The last slot gives the audience the opportunity to explore what are the most relevant services for them and
the project the possibility to better understand what it can be done to improve the service portfolio according to the needs of the different relevant actors (end user, resource provider, infrastructure manager or participant to other projects or initiatives).

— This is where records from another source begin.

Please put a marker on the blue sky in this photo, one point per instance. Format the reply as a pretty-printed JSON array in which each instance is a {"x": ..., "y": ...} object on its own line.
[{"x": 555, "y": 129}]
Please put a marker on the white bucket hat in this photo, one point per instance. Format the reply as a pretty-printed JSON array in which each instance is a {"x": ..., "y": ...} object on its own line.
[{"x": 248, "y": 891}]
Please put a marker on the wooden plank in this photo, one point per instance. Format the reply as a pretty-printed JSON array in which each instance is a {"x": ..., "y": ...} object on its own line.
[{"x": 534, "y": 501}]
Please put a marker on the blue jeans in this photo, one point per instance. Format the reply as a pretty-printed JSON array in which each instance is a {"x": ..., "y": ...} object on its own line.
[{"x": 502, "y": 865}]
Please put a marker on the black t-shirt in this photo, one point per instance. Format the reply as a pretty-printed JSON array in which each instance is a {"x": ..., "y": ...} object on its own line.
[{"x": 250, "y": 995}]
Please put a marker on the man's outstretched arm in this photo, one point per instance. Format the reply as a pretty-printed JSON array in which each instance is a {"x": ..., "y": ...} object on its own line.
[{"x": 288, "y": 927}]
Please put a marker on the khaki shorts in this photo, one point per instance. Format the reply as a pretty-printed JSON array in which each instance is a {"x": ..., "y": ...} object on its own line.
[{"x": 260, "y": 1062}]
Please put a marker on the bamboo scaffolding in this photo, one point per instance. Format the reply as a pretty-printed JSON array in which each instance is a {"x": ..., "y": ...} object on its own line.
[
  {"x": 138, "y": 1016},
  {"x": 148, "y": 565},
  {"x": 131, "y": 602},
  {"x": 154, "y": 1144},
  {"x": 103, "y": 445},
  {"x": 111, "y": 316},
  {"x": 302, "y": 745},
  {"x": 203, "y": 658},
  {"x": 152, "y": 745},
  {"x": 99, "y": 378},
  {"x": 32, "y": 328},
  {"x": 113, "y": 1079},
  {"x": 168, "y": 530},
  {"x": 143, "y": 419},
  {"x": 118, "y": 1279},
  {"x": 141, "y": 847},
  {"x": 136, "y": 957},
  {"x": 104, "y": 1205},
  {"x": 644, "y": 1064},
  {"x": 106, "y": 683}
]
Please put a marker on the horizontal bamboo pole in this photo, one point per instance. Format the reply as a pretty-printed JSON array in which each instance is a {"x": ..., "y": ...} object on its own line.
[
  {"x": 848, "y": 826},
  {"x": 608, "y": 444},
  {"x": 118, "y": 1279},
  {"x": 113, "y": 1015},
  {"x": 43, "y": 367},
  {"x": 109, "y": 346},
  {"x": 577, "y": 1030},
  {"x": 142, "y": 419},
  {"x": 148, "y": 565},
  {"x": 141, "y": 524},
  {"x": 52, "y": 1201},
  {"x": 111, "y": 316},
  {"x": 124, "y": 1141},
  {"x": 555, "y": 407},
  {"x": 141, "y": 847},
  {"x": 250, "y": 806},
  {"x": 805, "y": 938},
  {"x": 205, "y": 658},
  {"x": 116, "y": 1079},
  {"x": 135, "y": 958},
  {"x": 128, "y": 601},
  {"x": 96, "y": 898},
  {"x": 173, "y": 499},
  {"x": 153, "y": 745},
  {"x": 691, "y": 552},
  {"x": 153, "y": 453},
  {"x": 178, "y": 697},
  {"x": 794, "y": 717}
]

Introduction [Davide Salomoni] 10 min
Resource virtualization services (INDIGO development at the level of IaaS) [Patrick Fuhrmann] 15 min
Federation services (INDIGO development at the level of PaaS) [Giacinto Donvito] 15 min
INDIGO development in the context of the Scientific Gateway [Riccardo Bruno] 15 min
Scenarios for the deployment of INDIGO Services [Giacinto Donvito] 15 min
Q&A and User Perspective view 20min
The output of the session will be:
a report about the status and the features of the released services,
a set of best practices in terms of how to exploit the INDIGO services in concrete use-cases
The foreseen target Audience is:
Resource providers that are willing to implement advanced resource virtualization services that could enhance the flexibility and the features at the level of any single site
Advanced users/application and service developers that could benefit of the services INDIGO is providing in order to improve the applications, services or VRE
e-infrastructure managers, that could enrich the set of services, capabilities of the infrastructures that could be exploited by default from the users communities working in a give e-infrastructure.
Benefits for Audience:
The audience will have the opportunity to know the features and the status of the services provided by INDIGO-DataCloud project.
This session will not only provide technical details about the implementation of the services, but also how to exploit them in a real production scenario.
The session will also give the opportunity to discuss how those services could be used in the context of the already available European e-infrastructure.